Когда в великих катастрофах Наш край дрожал и клккал Рок, — Венчал я жизнь в певучих строфах, Я на себя изложил «Венок».
Жизнь венчала его истинной славой и признанием, и именно в те дни слагалась его ложная легендарная характеристика. Будет ли она исправлена, разъяснена после смерти, — не знаю.
Увидавшись с А. Н. Толстым здесь, в Берлине, спросила:
— Ну, а что же Брюсов? Расскажите.
Экспансивный и жизнерадостный Толстой сделал
безнадежный жест,
— О чем с ним говорить-то? Сидели рядом за столом, «заседали», обсуждали вопрос о писательских пайках.
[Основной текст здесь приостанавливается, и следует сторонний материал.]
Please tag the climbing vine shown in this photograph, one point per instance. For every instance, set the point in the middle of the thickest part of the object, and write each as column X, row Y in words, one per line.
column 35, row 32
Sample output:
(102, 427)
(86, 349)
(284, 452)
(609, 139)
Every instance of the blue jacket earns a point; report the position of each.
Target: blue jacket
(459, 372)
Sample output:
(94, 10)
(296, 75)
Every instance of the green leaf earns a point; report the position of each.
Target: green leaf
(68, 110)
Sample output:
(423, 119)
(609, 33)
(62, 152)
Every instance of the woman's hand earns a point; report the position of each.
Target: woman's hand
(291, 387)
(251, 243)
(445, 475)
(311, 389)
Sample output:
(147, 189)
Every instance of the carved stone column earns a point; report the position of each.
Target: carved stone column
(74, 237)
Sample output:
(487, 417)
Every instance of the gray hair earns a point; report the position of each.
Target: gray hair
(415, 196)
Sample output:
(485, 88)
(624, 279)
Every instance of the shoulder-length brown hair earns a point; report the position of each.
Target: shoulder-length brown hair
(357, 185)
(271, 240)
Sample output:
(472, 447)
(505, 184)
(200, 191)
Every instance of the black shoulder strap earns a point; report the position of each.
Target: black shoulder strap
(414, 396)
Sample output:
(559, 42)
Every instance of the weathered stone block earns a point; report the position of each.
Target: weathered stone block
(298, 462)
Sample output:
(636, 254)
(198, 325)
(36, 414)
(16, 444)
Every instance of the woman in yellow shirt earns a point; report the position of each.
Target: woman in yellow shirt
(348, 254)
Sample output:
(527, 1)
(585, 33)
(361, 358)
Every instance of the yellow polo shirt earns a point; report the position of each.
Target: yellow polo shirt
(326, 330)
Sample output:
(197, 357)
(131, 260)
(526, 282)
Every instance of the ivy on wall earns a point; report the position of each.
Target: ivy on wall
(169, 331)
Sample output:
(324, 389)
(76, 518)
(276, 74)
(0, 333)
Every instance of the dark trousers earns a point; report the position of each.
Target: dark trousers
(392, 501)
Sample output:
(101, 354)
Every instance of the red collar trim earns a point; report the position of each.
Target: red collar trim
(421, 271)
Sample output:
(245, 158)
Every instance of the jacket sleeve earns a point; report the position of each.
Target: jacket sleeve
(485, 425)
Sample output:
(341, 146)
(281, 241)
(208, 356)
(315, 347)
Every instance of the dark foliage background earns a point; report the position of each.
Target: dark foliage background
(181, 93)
Толстой повел плечами как в ознобе:
— Холод какой-то вокруг Валерия Яковлевича. Даже физический, могильный какой-то! Больше не встречались…
Так рассказывал о Брюсове последних лет А. Н. Толстой — человек чуткий, хотя и далекий ему, но все же не чужой. За «маской строгой» и он ничего не прозрел.
Но не виню в этом А.Н. Толстого, встретившего Брюсова за два года до смерти — верно, полубольного, на 50-й
весне. Вероятно, как никогда, загородившегося «стилем». Но и в те баснословные наши годы, когда имя его было окружено ореолом славы, никто не подошел к его сущности верным путем.
Литераторы, особенно петербургские, критика, публика, просто знакомые, — все без исключения, сделав схему из его подлинных же черт, рассматривали в Брюсове какого-то «бумажного», бесплотного человека. Молодые поэты, талантливые и бездарные, перед ним почтительно преклонялись, принимали каждое слово за его схоластическое откровение, расшифровывали, споря до пота, каждую строчку его поэзии, как некие замысловатые профессиональные ребусы, падали ниц перед его «мастерством», в редакцию «Скорпиона» шли, как на казнь.
Было, конечно, больно, когда анатомически-расчленяющий нож вонзался в живое тело. Было очень больно, и боль казалась незаслуженной, потому что не понимали, отчего и зачем эта мука и какой властью терзал их Брюсов.
Помню эстетизирующего новеллиста-петербуржца С.Ауслендера[69], свалившегося однажды в Москву, как лягушка в чужое болото. В оливковой суконной рубашке до пят, без пояса, с белым воротником «а 1а Робеспьер», с локоном, свисающим до кончика носа.
От «инквизиционной пытки» «Весов» он пришел отдыхать в «Перевал» под гостеприимный кров С. Кречетова. И в «Весы» не вернулся. Инквизитор от литературы, схема, картонный манекен, начетчик, маг, волхв, звездочет, «одержимый», маниак честолюбия и величия, в общении человек трудный и тяжелый, ядовитый, колющий, как игла, — так покончило с личностью Брюсова общественное мнение, так поставило на нем штамп…
Для петербуржцев (да простится это и покойному А.Блоку!) литературная Москва казалась царством Брюсова, очень неприятной «монархией», царством «ежовой рукавицы».
А в Москве, уже маститый, на всех перекрестках признанный Брюсов, председатель Художественного кружка, член многочисленных обществ, член суда чести, arbitre художественного вкуса — считался каким-то дальнобойным колоссальным крепостным орудием, консервированным, замаринованным в строфах, трудах, томах — сухарем.
Жертв его никто не понимал и не принимал. И его никто не любил.
Домашний быт его, преферанс по воскресеньям, буржуазно размеренная жизнь на Мещанской, все это в течение семи лет терзало и меня.
С мефистофельской улыбкой рассказывал мне В. Ходасевич:
— Хорошо было вчера… хорошо… очень приятно. Все честь честью, как во всех приличных домах. Чаю напились с тортом, потом в картишки сразились. Талантливо играет Валерий Яковлевич в винт…
И подсматривал за мной. Да чего подсматривать! Видел на моем лиде тоску, и, видя ее, наслаждался и, как умел, меня любил тогда…
— Чем выше идея, которой пытаемся мы служить, тем глубже и упорнее стремление жизни к ее искажению, к предательству, — сказал Ф.Степун[70] в своей лекции «Трагедия и современность».